TSTTC: A Large-Scale Dataset for Time-to-Contact Estimation in Driving Scenarios
In this work, we present a large-scale object oriented TTC dataset in the driving scene for promoting the TTC estimation by a monocular camera.
摘要
评审与讨论
The manuscript introduces TSTTC, a large-scale dataset for Time-to-Contact (TTC) estimation in driving scenarios.
TTC is a key metric in ADAS for assessing collision risks, which is essential for subsystems like Adaptive Cruise Control (ACC) and Automated Emergency Braking (AEB). The authors argue that there is a scarcity of real-world, large-scale TTC datasets, which has historically limited the effectiveness of deep learning-based TTC estimation methods.
To address this gap, the authors have constructed a dataset comprising 206K sequences from real-world driving scenes (highway and urban), supplemented by 1K sequences generated using NeRF for scenarios with small TTC values. Each sequence contains six consecutive frames captured at 10 Hz, annotated with 2D and 3D bounding boxes and ground-truth TTC values for vehicles.
Additionally, the manuscript proposes two baseline TTC estimation methods: Pixel MSE and Deep Scale. Both methods rely on calculating the scale ratio between consecutive frames to estimate TTC, with the latter using deep learning to enhance accuracy.
The authors evaluate these methods on the TSTTC dataset, reporting some good improvements in terms of Motion-in-Depth (MiD) and Relative TTC Error (RTE). The results demonstrate that Deep Scale outperforms traditional depth estimation and other baselines.

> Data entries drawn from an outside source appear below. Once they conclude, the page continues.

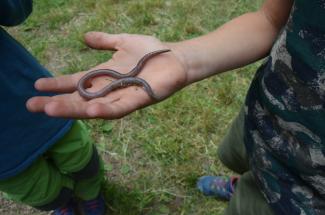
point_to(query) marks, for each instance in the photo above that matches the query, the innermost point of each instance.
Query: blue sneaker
(68, 209)
(93, 207)
(220, 187)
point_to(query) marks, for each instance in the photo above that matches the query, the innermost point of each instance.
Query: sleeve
(14, 12)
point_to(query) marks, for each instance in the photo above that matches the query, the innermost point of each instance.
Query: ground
(153, 156)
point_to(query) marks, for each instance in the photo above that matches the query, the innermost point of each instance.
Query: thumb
(104, 41)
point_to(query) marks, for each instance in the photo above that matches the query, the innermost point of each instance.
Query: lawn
(153, 156)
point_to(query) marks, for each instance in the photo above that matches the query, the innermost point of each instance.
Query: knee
(91, 169)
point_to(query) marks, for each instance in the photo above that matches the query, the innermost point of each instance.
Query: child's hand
(165, 73)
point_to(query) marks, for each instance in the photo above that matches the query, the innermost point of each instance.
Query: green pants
(71, 168)
(247, 198)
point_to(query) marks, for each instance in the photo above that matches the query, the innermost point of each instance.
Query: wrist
(183, 54)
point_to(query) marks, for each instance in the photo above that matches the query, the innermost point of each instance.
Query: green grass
(153, 156)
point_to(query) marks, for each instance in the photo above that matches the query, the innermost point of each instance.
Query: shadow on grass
(124, 201)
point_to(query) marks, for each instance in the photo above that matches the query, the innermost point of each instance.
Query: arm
(237, 43)
(14, 12)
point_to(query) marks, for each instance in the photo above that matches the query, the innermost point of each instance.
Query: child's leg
(76, 156)
(232, 151)
(41, 186)
(248, 199)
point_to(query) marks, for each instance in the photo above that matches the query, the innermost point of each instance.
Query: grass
(153, 156)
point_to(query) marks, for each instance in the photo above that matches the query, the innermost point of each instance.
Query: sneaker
(68, 209)
(220, 187)
(93, 207)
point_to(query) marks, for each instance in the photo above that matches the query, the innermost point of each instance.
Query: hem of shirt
(20, 168)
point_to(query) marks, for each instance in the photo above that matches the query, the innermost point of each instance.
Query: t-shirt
(285, 115)
(24, 136)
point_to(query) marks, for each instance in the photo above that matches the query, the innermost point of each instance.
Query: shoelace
(64, 211)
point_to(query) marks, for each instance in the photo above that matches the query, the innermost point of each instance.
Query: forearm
(14, 12)
(239, 42)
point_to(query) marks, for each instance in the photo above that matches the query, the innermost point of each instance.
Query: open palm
(165, 73)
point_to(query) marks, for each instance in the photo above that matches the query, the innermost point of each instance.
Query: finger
(38, 103)
(118, 107)
(61, 84)
(64, 109)
(100, 40)
(115, 110)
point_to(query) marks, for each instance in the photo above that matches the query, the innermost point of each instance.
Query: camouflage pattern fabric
(285, 116)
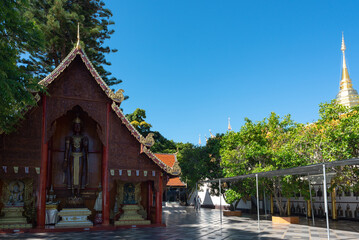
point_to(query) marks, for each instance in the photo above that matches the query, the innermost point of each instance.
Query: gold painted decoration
(148, 141)
(117, 97)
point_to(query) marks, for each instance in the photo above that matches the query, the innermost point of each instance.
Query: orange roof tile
(175, 182)
(168, 159)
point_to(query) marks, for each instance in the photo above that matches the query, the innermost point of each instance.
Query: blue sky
(193, 64)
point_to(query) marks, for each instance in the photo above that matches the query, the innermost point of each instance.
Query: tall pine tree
(58, 21)
(18, 36)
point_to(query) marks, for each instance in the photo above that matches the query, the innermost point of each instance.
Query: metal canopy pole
(257, 201)
(220, 200)
(311, 202)
(326, 200)
(264, 202)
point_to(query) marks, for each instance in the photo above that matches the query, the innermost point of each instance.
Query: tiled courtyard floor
(184, 223)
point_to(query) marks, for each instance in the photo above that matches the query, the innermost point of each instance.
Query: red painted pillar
(105, 180)
(149, 201)
(159, 201)
(41, 201)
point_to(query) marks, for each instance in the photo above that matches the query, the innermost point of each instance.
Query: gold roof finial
(229, 124)
(78, 36)
(210, 133)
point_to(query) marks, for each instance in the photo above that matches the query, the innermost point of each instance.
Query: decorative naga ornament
(148, 141)
(118, 96)
(347, 95)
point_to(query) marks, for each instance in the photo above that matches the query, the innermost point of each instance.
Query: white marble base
(74, 217)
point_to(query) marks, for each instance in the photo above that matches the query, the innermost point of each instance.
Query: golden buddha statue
(75, 161)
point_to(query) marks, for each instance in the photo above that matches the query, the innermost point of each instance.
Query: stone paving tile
(184, 223)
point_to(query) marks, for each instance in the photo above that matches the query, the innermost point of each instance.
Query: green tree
(200, 163)
(19, 35)
(333, 137)
(58, 20)
(162, 144)
(258, 147)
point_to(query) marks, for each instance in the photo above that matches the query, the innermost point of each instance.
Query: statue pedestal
(131, 217)
(74, 217)
(13, 218)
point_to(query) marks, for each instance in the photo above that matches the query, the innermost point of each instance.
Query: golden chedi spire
(347, 95)
(229, 124)
(78, 36)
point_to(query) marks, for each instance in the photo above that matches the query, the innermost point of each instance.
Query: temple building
(75, 161)
(347, 95)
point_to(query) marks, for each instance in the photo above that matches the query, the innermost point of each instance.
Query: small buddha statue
(16, 196)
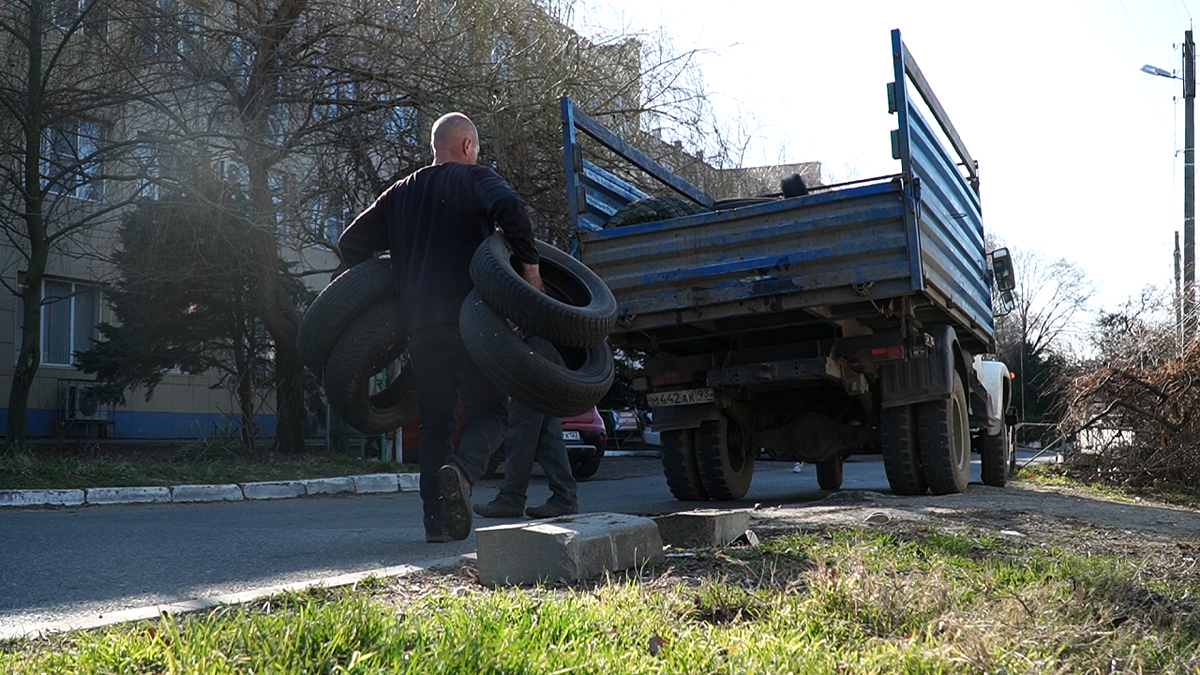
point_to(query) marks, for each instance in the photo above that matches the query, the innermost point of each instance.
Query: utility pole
(1179, 294)
(1189, 179)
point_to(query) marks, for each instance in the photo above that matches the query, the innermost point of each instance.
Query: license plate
(682, 398)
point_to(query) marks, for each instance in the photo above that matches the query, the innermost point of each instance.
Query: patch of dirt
(1050, 515)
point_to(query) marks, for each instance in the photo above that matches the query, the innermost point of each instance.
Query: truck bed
(832, 263)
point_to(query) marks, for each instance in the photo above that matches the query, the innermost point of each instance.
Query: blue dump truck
(849, 318)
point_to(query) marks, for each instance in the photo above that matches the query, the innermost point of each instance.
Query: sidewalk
(370, 483)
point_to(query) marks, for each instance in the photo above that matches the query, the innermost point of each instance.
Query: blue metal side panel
(949, 246)
(604, 193)
(783, 255)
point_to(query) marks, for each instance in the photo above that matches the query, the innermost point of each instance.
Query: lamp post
(1189, 174)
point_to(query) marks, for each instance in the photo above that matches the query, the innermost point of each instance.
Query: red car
(583, 434)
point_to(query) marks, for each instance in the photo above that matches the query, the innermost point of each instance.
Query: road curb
(364, 484)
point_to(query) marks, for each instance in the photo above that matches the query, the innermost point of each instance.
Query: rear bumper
(580, 452)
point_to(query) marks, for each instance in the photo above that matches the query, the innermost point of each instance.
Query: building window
(330, 215)
(70, 163)
(70, 320)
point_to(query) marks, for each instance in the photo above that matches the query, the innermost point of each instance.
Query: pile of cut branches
(1138, 426)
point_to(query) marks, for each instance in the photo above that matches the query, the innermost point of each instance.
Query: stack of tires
(352, 338)
(575, 314)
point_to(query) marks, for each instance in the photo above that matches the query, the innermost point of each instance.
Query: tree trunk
(30, 357)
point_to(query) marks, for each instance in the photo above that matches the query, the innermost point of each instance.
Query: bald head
(455, 139)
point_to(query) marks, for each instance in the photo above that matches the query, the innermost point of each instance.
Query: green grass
(847, 602)
(111, 466)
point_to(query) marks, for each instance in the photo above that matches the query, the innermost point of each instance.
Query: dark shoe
(503, 506)
(552, 509)
(455, 501)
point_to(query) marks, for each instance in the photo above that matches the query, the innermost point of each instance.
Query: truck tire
(653, 209)
(945, 436)
(342, 300)
(995, 457)
(901, 459)
(369, 345)
(547, 387)
(678, 455)
(724, 459)
(576, 310)
(829, 473)
(585, 470)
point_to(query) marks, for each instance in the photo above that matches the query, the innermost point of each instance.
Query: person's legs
(438, 405)
(557, 464)
(553, 460)
(520, 449)
(484, 410)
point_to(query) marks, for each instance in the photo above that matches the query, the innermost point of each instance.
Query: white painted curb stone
(41, 497)
(376, 483)
(127, 495)
(274, 490)
(229, 493)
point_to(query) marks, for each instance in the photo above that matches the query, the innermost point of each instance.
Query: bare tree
(70, 82)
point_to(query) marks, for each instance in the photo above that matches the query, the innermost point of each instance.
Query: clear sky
(1077, 147)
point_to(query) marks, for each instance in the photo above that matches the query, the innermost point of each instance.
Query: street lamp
(1159, 72)
(1189, 174)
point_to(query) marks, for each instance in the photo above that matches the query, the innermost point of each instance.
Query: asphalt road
(78, 563)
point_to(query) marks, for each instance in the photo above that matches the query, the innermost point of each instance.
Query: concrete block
(274, 490)
(571, 548)
(41, 497)
(127, 495)
(329, 485)
(228, 493)
(702, 529)
(376, 483)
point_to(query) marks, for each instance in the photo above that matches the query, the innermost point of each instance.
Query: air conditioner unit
(81, 401)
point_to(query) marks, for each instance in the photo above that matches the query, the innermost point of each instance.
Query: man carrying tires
(533, 435)
(431, 222)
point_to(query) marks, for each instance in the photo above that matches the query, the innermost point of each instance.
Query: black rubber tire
(678, 457)
(724, 459)
(945, 436)
(653, 209)
(585, 470)
(576, 310)
(369, 345)
(995, 457)
(342, 300)
(550, 388)
(829, 473)
(901, 459)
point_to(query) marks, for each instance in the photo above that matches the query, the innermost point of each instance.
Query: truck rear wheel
(678, 455)
(945, 435)
(995, 457)
(724, 458)
(901, 459)
(829, 472)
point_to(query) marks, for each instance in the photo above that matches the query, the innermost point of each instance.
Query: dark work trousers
(533, 435)
(445, 376)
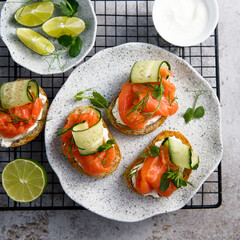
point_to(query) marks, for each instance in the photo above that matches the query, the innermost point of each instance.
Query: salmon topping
(149, 176)
(18, 120)
(138, 103)
(94, 164)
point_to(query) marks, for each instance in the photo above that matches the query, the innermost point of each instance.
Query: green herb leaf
(99, 100)
(104, 147)
(76, 47)
(110, 141)
(65, 40)
(144, 155)
(164, 184)
(192, 113)
(130, 172)
(74, 5)
(176, 178)
(154, 151)
(156, 94)
(188, 115)
(69, 8)
(199, 112)
(65, 10)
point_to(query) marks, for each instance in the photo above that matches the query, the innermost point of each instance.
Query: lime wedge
(34, 14)
(58, 26)
(24, 180)
(35, 41)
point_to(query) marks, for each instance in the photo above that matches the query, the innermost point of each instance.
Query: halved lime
(59, 26)
(34, 14)
(35, 41)
(24, 180)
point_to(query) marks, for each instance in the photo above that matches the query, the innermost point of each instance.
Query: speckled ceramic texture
(106, 72)
(35, 62)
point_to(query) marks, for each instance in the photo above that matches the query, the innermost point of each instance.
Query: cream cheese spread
(7, 142)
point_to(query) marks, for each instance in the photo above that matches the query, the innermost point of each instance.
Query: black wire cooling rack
(118, 22)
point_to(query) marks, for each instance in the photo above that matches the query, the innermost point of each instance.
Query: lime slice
(34, 14)
(24, 180)
(35, 41)
(58, 26)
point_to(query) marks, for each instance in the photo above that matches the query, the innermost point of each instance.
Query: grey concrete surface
(220, 223)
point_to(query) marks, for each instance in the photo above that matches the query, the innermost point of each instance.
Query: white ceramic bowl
(213, 16)
(37, 63)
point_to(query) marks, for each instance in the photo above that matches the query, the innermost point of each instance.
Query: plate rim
(214, 166)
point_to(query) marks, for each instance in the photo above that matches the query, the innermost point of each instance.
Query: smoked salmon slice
(136, 102)
(149, 176)
(18, 120)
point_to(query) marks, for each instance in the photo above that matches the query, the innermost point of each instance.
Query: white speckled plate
(109, 196)
(41, 64)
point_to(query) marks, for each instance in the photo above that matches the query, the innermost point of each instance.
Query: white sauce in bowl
(180, 21)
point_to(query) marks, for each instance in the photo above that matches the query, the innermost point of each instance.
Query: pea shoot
(192, 112)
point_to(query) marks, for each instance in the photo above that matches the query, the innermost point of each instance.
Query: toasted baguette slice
(127, 130)
(74, 163)
(40, 124)
(139, 160)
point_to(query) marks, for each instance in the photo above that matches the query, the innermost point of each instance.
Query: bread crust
(117, 150)
(38, 129)
(139, 160)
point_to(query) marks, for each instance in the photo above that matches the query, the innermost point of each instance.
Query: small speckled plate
(46, 64)
(106, 72)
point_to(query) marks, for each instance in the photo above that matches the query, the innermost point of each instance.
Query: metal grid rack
(118, 22)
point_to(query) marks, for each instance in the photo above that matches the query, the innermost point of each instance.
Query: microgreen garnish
(69, 7)
(157, 92)
(176, 178)
(144, 155)
(154, 151)
(74, 45)
(192, 112)
(130, 172)
(96, 99)
(169, 99)
(109, 144)
(70, 142)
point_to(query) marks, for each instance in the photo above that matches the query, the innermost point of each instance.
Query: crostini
(163, 167)
(88, 144)
(24, 107)
(145, 100)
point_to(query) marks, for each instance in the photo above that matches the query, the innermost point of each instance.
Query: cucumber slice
(147, 71)
(88, 139)
(18, 93)
(181, 154)
(194, 161)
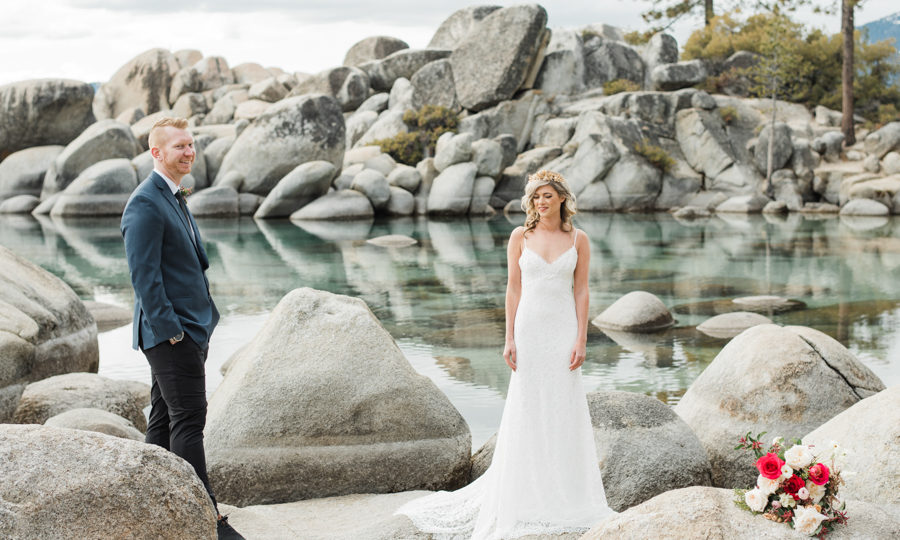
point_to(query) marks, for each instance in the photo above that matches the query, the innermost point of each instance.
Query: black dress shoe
(224, 531)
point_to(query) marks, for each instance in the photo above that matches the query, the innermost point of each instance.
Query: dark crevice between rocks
(822, 356)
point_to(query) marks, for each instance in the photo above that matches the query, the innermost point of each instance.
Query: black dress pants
(178, 402)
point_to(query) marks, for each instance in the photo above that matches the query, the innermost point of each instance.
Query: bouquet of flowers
(796, 485)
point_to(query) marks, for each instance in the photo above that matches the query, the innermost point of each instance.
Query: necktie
(187, 216)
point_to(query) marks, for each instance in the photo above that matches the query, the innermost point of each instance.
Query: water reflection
(442, 299)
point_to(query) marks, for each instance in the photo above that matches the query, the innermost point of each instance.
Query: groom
(174, 314)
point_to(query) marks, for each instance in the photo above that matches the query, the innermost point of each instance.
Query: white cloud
(90, 39)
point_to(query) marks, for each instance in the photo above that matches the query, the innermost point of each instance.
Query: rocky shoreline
(526, 98)
(321, 425)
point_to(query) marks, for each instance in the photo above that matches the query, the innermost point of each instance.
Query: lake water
(442, 299)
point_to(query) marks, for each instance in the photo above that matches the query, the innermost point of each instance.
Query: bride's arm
(513, 293)
(582, 298)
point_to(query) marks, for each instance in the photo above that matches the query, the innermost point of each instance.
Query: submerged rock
(43, 112)
(728, 325)
(637, 311)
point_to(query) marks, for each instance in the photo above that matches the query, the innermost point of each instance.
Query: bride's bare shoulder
(518, 234)
(581, 238)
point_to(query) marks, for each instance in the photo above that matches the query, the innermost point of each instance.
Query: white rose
(798, 456)
(756, 500)
(807, 520)
(786, 472)
(767, 485)
(816, 492)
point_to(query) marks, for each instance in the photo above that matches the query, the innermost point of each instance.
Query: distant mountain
(883, 28)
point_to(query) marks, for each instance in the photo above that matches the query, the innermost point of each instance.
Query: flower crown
(544, 175)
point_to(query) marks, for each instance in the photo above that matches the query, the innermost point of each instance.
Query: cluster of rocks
(322, 405)
(539, 94)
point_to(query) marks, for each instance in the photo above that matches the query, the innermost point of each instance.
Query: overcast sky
(89, 40)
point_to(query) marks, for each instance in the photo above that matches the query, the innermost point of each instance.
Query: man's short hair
(163, 122)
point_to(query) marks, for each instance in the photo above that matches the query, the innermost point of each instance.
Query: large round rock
(22, 173)
(107, 139)
(63, 483)
(142, 82)
(49, 397)
(322, 402)
(43, 112)
(644, 448)
(705, 512)
(373, 48)
(728, 325)
(870, 431)
(97, 420)
(100, 190)
(784, 381)
(637, 311)
(293, 131)
(497, 56)
(298, 188)
(45, 329)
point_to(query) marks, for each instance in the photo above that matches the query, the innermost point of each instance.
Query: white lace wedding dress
(544, 476)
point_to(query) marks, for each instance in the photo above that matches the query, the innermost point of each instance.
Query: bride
(544, 477)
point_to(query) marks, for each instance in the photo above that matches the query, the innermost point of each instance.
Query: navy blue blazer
(171, 292)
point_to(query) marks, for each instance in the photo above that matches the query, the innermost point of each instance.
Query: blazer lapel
(180, 215)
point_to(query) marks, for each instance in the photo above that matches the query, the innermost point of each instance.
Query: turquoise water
(442, 299)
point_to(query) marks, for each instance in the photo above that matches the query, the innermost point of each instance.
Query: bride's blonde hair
(557, 182)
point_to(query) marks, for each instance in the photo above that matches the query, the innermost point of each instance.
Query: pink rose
(770, 466)
(819, 474)
(793, 484)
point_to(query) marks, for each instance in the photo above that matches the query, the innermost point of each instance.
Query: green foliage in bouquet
(795, 484)
(425, 126)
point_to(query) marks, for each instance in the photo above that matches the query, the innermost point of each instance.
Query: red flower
(792, 485)
(770, 466)
(819, 474)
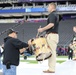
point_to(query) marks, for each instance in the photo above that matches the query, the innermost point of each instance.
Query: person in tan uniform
(52, 36)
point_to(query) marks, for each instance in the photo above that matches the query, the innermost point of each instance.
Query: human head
(12, 33)
(74, 29)
(51, 7)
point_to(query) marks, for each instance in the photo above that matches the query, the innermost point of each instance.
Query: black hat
(11, 31)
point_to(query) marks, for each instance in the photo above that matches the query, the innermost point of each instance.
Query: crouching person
(11, 56)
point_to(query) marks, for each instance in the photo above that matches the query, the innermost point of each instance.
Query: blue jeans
(11, 71)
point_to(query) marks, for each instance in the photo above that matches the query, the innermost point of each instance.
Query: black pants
(70, 56)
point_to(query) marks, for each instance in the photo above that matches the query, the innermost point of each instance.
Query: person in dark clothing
(12, 49)
(70, 53)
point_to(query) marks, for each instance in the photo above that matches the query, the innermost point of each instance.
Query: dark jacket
(11, 50)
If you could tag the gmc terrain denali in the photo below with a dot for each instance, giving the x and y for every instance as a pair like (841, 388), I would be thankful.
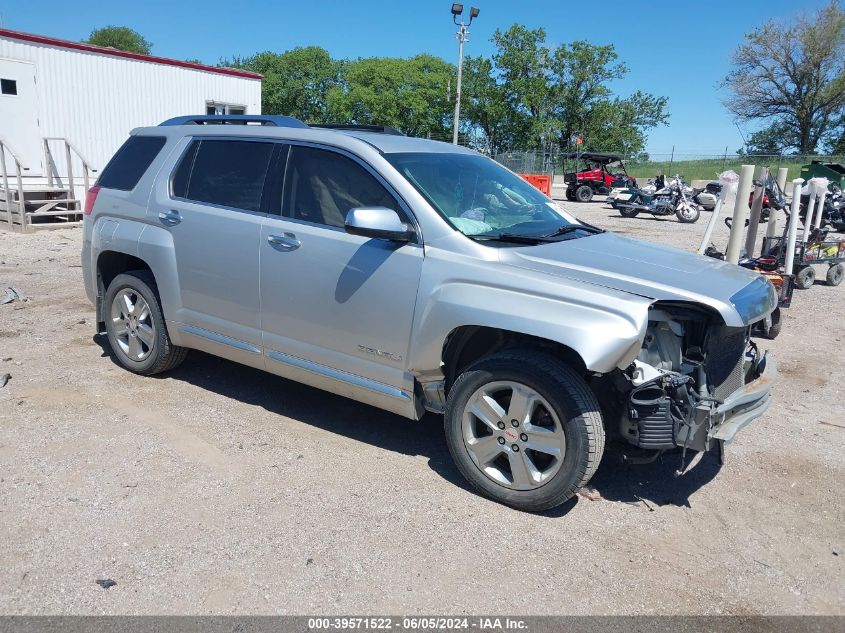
(418, 276)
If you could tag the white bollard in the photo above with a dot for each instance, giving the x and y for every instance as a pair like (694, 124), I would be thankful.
(746, 178)
(728, 180)
(756, 212)
(821, 192)
(793, 226)
(771, 228)
(811, 210)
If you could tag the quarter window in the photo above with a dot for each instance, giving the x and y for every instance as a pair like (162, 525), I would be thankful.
(130, 162)
(321, 186)
(225, 173)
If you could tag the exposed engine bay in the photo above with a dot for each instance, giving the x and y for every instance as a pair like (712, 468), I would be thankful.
(688, 370)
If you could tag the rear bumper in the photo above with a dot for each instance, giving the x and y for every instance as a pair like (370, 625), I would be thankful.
(743, 406)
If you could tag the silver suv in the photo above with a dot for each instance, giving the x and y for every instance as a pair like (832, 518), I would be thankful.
(418, 276)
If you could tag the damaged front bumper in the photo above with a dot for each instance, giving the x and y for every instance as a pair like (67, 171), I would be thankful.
(743, 406)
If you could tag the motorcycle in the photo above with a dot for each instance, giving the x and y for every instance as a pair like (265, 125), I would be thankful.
(706, 196)
(671, 199)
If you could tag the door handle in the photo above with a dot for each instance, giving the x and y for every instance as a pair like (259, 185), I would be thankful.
(170, 218)
(286, 242)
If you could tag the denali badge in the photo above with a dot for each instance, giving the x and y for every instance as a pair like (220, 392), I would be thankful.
(379, 352)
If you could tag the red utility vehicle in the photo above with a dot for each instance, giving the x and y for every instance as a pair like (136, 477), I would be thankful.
(603, 172)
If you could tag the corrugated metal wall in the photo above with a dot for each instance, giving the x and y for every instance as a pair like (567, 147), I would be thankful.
(95, 100)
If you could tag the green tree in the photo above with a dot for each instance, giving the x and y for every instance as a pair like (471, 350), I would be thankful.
(792, 76)
(120, 37)
(296, 83)
(409, 94)
(485, 105)
(555, 93)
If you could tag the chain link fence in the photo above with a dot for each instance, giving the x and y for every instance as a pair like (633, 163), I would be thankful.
(691, 166)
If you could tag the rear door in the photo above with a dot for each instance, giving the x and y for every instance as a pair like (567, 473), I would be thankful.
(19, 125)
(337, 309)
(213, 211)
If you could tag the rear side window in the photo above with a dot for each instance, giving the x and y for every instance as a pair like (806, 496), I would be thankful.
(130, 162)
(225, 173)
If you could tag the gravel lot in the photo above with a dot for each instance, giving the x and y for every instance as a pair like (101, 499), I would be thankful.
(221, 489)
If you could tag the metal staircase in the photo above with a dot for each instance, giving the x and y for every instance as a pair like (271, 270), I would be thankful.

The work highlights the benefits of their dataset for future TTC estimation research and emphasizes the importance of real-world datasets in improving the robustness of TTC predictions in autonomous driving systems.
优点
(+) The TSTTC dataset is a valuable contribution to the community, filling a notable gap by providing a large-scale, real-world dataset specifically tailored for TTC estimation. The dataset’s focus on both urban and highway driving scenarios, combined with a wide depth range (up to 400 meters), makes it highly relevant for autonomous driving applications.
(+) The paper presents a solution to the problem of data scarcity in small TTC cases by augmenting the dataset with NeRF-generated sequences. This approach is proposed to address the imbalance in real-world data.
(+) The proposed TTC estimation methods (Pixel MSE and Deep Scale) are well-executed. The results on various metrics such as MiD and RTE demonstrate the efficacy of the methods in practical driving scenarios, providing useful baselines for future research.
缺点
(-) The addition of NeRF-generated sequences is an interesting idea, but the exact impact of these synthetic data on the model’s generalization capabilities is not sufficiently explored. More detailed analysis of how much NeRF data improves performance, especially on smaller TTC values, would be helpful.
(-) The manuscript lacks thorough ablation studies for the proposed Pixel MSE and Deep Scale methods. It would be beneficial to break down the impact of different components (e.g., center shift, different scale bins) and analyze their contributions to the final performance.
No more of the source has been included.